Dans la foulée, les hébergeurs des données de Megaupload se sont sentis dégagés de leurs obligations contractuelles avec le portail de stockage et de téléchargement, une vision confirmée par les autorités américaines, et se lancent aujourd’hui dans la destruction des données stockées afin pour récupérer les espaces ainsi rendus disponibles. Les seules vraies victimes, dans cette affaire, ce sont les clients en règle de Megaupload, qui ont payé le service de stockage externe de données, et qui ont tout perdu. Un coup de pouce des autorités américaines et le château de carte virtuel s’est effondré, dans le monde entier !

Une victime, le consommateur, une menace, le cloud

Dans cette affaire, il n’y a qu’une victime : le consommateur qui respecte la légalité. Les dirigeants de Megaupload ont contrevenu aux lois en vigueur, la sentence était inévitable. Les majors américaines ont frappé un grand coup, largement en dehors de leur zone de juridiction, et rappelé leur puissance et leur influence… Mais six arrestations ne changeront rien à une industrie mafieuse qui sait où est son intérêt. L’industrie du stockage et du téléchargement en ligne se frotte les mains, le business continue et les concurrents de Megaupload se partagent les beaux restes du gâteau. Les pirates du quotidien, qui téléchargent illégalement des fichiers soumis à des droits commerciaux, se sont tournés vers d’autres services de téléchargement qui continuent de proposer illégalement les mêmes films, séries, jeux vidéo, musiques, etc., piratés.

Mais la principale victime de cette affaire pourrait bien être le Cloud Computing lui même. Le risque juridique a démontré ici sa capacité à faire tomber des montages complexes où les technologies se croisent, le professionnel et le grand public se confondent, les réseaux s’appuient sur des services uniques qui échappent au contrôle des entreprises, voire des autorités autres que celle d’un pays. Les grands opérateurs auront bon affirmer qu’ils contrôlent la situation, que leurs structures sont indépendantes qu’elles sont sécurisées, une simple décision de justice peut tout faire s’effondrer sans que personne ne puisse rien y faire.
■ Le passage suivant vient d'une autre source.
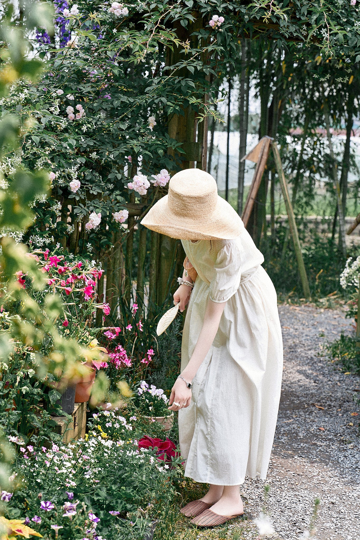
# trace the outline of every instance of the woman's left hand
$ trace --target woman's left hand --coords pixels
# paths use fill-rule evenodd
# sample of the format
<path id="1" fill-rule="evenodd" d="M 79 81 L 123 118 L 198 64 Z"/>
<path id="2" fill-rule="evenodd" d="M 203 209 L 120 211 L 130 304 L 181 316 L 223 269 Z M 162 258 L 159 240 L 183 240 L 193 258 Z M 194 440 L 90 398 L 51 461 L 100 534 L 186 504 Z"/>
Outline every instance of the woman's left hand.
<path id="1" fill-rule="evenodd" d="M 191 390 L 188 388 L 185 381 L 177 379 L 171 390 L 169 410 L 179 410 L 188 407 L 191 401 Z"/>

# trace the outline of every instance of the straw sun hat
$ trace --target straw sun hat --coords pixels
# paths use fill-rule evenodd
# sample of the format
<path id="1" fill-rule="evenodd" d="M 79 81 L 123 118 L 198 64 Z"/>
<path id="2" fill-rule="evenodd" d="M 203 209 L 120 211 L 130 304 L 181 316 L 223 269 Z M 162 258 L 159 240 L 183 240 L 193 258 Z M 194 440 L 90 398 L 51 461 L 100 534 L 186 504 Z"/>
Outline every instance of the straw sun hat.
<path id="1" fill-rule="evenodd" d="M 244 226 L 234 208 L 218 195 L 212 176 L 196 168 L 174 175 L 168 194 L 150 208 L 141 224 L 172 238 L 193 240 L 231 240 Z"/>

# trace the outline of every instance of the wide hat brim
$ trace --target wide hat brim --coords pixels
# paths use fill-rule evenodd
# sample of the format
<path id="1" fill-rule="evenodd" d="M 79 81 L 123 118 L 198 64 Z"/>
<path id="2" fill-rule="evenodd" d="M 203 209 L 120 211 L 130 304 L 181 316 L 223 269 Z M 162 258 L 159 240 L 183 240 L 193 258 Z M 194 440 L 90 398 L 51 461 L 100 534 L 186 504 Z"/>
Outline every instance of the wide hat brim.
<path id="1" fill-rule="evenodd" d="M 150 208 L 141 225 L 152 231 L 180 240 L 232 240 L 241 234 L 244 225 L 233 207 L 218 195 L 215 208 L 210 215 L 192 219 L 174 214 L 166 195 Z"/>

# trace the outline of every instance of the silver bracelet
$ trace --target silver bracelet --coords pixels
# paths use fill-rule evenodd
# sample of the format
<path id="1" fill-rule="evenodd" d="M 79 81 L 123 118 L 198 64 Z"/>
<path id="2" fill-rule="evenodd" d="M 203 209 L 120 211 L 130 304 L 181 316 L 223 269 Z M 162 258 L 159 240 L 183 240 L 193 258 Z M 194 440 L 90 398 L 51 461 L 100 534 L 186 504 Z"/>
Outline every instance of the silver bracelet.
<path id="1" fill-rule="evenodd" d="M 191 287 L 192 289 L 194 287 L 193 283 L 191 283 L 190 281 L 186 281 L 182 278 L 178 278 L 178 283 L 180 285 L 187 285 L 188 287 Z"/>

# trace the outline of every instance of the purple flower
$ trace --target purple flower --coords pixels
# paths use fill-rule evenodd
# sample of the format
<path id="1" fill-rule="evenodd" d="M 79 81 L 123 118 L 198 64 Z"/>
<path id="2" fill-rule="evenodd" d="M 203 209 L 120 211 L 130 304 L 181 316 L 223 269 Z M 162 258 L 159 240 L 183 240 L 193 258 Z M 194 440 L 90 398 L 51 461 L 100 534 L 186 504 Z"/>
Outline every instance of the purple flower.
<path id="1" fill-rule="evenodd" d="M 13 494 L 12 493 L 9 493 L 8 491 L 2 491 L 1 497 L 0 498 L 1 498 L 2 501 L 4 501 L 5 503 L 8 503 L 10 502 Z"/>
<path id="2" fill-rule="evenodd" d="M 95 514 L 91 512 L 89 512 L 89 518 L 90 521 L 93 522 L 94 523 L 98 523 L 100 521 L 100 518 L 97 517 Z"/>
<path id="3" fill-rule="evenodd" d="M 53 510 L 55 507 L 53 505 L 51 501 L 42 501 L 40 503 L 40 508 L 41 510 L 45 510 L 45 512 L 49 512 L 51 510 Z"/>

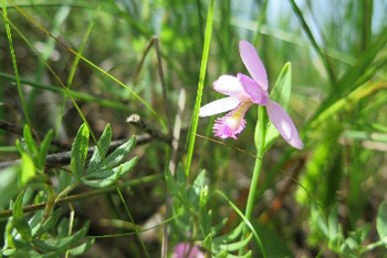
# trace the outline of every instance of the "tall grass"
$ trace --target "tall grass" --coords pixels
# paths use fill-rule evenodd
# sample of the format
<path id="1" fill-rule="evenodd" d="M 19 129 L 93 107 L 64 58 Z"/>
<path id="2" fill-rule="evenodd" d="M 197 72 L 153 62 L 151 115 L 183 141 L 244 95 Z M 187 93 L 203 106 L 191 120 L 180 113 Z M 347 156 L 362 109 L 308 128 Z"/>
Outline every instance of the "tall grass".
<path id="1" fill-rule="evenodd" d="M 232 0 L 2 0 L 0 118 L 19 126 L 27 123 L 35 132 L 54 128 L 55 140 L 65 143 L 72 143 L 84 122 L 95 144 L 94 135 L 107 123 L 114 138 L 142 134 L 125 123 L 130 114 L 169 133 L 163 89 L 168 91 L 169 117 L 177 113 L 178 92 L 185 89 L 188 100 L 180 117 L 184 128 L 177 159 L 189 175 L 187 189 L 201 169 L 207 171 L 209 192 L 220 193 L 210 194 L 213 224 L 229 217 L 223 234 L 249 220 L 266 256 L 281 257 L 342 255 L 332 235 L 343 231 L 345 239 L 358 237 L 356 254 L 370 251 L 377 257 L 385 251 L 381 244 L 362 245 L 377 238 L 375 217 L 387 186 L 387 24 L 380 11 L 386 8 L 380 0 L 243 4 Z M 160 60 L 156 51 L 145 51 L 155 35 Z M 257 162 L 251 153 L 255 153 L 258 114 L 250 111 L 238 141 L 224 144 L 211 140 L 213 117 L 198 117 L 202 103 L 220 96 L 211 90 L 217 78 L 245 73 L 238 53 L 242 39 L 257 47 L 272 82 L 270 89 L 282 66 L 292 63 L 287 111 L 305 143 L 302 152 L 295 152 L 278 140 L 268 151 L 257 180 L 258 202 L 249 206 L 245 217 L 238 216 L 238 210 L 245 208 Z M 13 145 L 20 137 L 2 127 L 1 162 L 17 158 Z M 61 151 L 66 149 L 50 148 L 50 153 Z M 132 177 L 164 173 L 169 161 L 164 142 L 138 146 L 135 152 L 140 159 Z M 53 184 L 65 179 L 63 169 L 48 169 Z M 117 256 L 157 257 L 161 245 L 157 229 L 164 223 L 171 231 L 169 252 L 178 241 L 205 240 L 195 239 L 200 235 L 196 225 L 190 225 L 195 228 L 190 235 L 177 233 L 175 219 L 164 217 L 170 189 L 160 177 L 155 180 L 103 192 L 66 209 L 80 220 L 92 221 L 90 235 L 101 237 L 94 245 L 103 249 L 102 256 L 117 251 Z M 135 228 L 135 236 L 125 235 L 126 223 Z M 6 231 L 4 225 L 0 221 Z M 148 225 L 151 230 L 146 235 L 143 229 Z M 104 239 L 105 235 L 113 240 Z M 261 248 L 253 241 L 249 247 L 253 254 Z"/>

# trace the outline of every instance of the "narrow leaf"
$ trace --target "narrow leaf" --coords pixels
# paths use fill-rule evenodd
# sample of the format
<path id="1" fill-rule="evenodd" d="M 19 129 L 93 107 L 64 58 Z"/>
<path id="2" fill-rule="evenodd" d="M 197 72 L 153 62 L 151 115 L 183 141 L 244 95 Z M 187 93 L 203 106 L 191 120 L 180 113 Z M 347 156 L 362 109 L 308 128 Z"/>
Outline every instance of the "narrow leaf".
<path id="1" fill-rule="evenodd" d="M 36 175 L 35 165 L 27 153 L 21 154 L 20 185 L 24 186 Z"/>
<path id="2" fill-rule="evenodd" d="M 60 216 L 62 213 L 62 208 L 59 208 L 56 210 L 54 210 L 50 217 L 48 218 L 48 220 L 45 220 L 43 223 L 42 226 L 40 226 L 40 228 L 36 230 L 36 233 L 33 235 L 34 238 L 40 237 L 41 235 L 48 233 L 49 230 L 51 230 L 57 223 Z"/>
<path id="3" fill-rule="evenodd" d="M 129 141 L 117 147 L 111 155 L 108 155 L 103 164 L 108 167 L 115 167 L 127 157 L 135 145 L 136 137 L 132 136 Z"/>
<path id="4" fill-rule="evenodd" d="M 387 202 L 384 200 L 379 205 L 376 217 L 376 229 L 380 239 L 387 237 Z"/>
<path id="5" fill-rule="evenodd" d="M 292 91 L 292 65 L 291 63 L 285 63 L 282 68 L 279 78 L 270 93 L 270 99 L 279 103 L 284 110 L 287 110 L 289 101 Z M 274 143 L 275 138 L 279 137 L 279 131 L 271 123 L 266 130 L 266 143 L 265 149 Z"/>
<path id="6" fill-rule="evenodd" d="M 119 165 L 118 167 L 113 168 L 112 174 L 102 179 L 88 179 L 83 177 L 82 183 L 93 188 L 103 188 L 113 185 L 116 183 L 119 177 L 130 172 L 133 167 L 137 164 L 138 157 L 134 157 L 130 161 Z"/>
<path id="7" fill-rule="evenodd" d="M 76 178 L 81 178 L 88 147 L 90 131 L 84 123 L 81 125 L 71 148 L 71 167 Z"/>
<path id="8" fill-rule="evenodd" d="M 252 238 L 252 234 L 250 234 L 247 238 L 243 238 L 240 241 L 232 242 L 232 244 L 224 244 L 224 245 L 212 245 L 213 250 L 228 250 L 228 251 L 237 251 L 245 247 L 250 239 Z"/>
<path id="9" fill-rule="evenodd" d="M 111 142 L 112 142 L 112 126 L 111 126 L 111 124 L 107 124 L 104 132 L 102 133 L 102 135 L 98 140 L 98 145 L 95 146 L 93 156 L 88 163 L 86 174 L 91 174 L 91 173 L 95 172 L 95 169 L 101 164 L 103 158 L 105 158 L 107 149 L 111 146 Z"/>
<path id="10" fill-rule="evenodd" d="M 31 157 L 36 158 L 38 157 L 36 143 L 32 137 L 31 130 L 30 130 L 30 126 L 28 124 L 24 125 L 23 136 L 24 136 L 24 141 L 25 141 L 25 144 L 27 144 L 27 147 L 28 147 L 28 151 L 29 151 Z"/>
<path id="11" fill-rule="evenodd" d="M 24 211 L 22 206 L 23 196 L 24 196 L 24 192 L 20 193 L 17 200 L 14 202 L 13 209 L 12 209 L 13 226 L 17 229 L 17 231 L 20 234 L 20 236 L 23 238 L 23 240 L 30 242 L 32 239 L 32 234 L 31 234 L 30 225 L 24 217 Z"/>
<path id="12" fill-rule="evenodd" d="M 53 135 L 54 135 L 54 131 L 50 130 L 46 133 L 44 140 L 42 141 L 42 143 L 40 145 L 40 152 L 39 152 L 39 158 L 38 158 L 38 168 L 39 169 L 43 169 L 43 167 L 44 167 L 45 157 L 48 156 L 49 147 L 50 147 Z"/>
Quand le géopolitique impose ses lois

Et que dire de la tendance empruntée aujourd’hui par les grands acteurs de l’Internet et du cloud à céder aux dérives et censures de nations plus ou moins totalitaires ? Certes quand un Google, un Facebook ou un Twitter affirme qu’il respectera les règles de censure, voire parfois de délation, que lui imposent un gouvernement, il ne fait que s’assurer une place commerciale sur un gigantesque marché. Et qu’appliquer les mêmes règles que les autres entreprises qui s’y implantent, sauf que ces dernières sont moins médiatisées et donc risquent moins de s’exposer à la vindicte populaire et humanitaire.

Et les États-Unis, les gardiens du monde libre, ne font-ils pas la même chose, sous une forme différente, en disposant des outils pour surveiller tout ce qui se passe sur la toile ?

En conclusion

L’affaire Megaupload fait émerger de nouveaux risques majeurs qui pourraient peser sur le Cloud. Les risques juridiques et géopolitiques peuvent se révéler une menace majeure sur les projets, d’autant plus qu’ils peuvent s’imposer en venant de n’importe où. La protection des données de l’entreprise dans le nuage revient avec une acuité inattendue. Les entreprises qui prendront conscience du phénomène devront l’intégrer dans leur stratégie, et en particulier prévoir le déploiement d’architectures localisées pour maîtriser à la fois l’environnement juridique sous lequel elles s’exposent et l’assurance de disposer d’une proximité physique avec leurs données.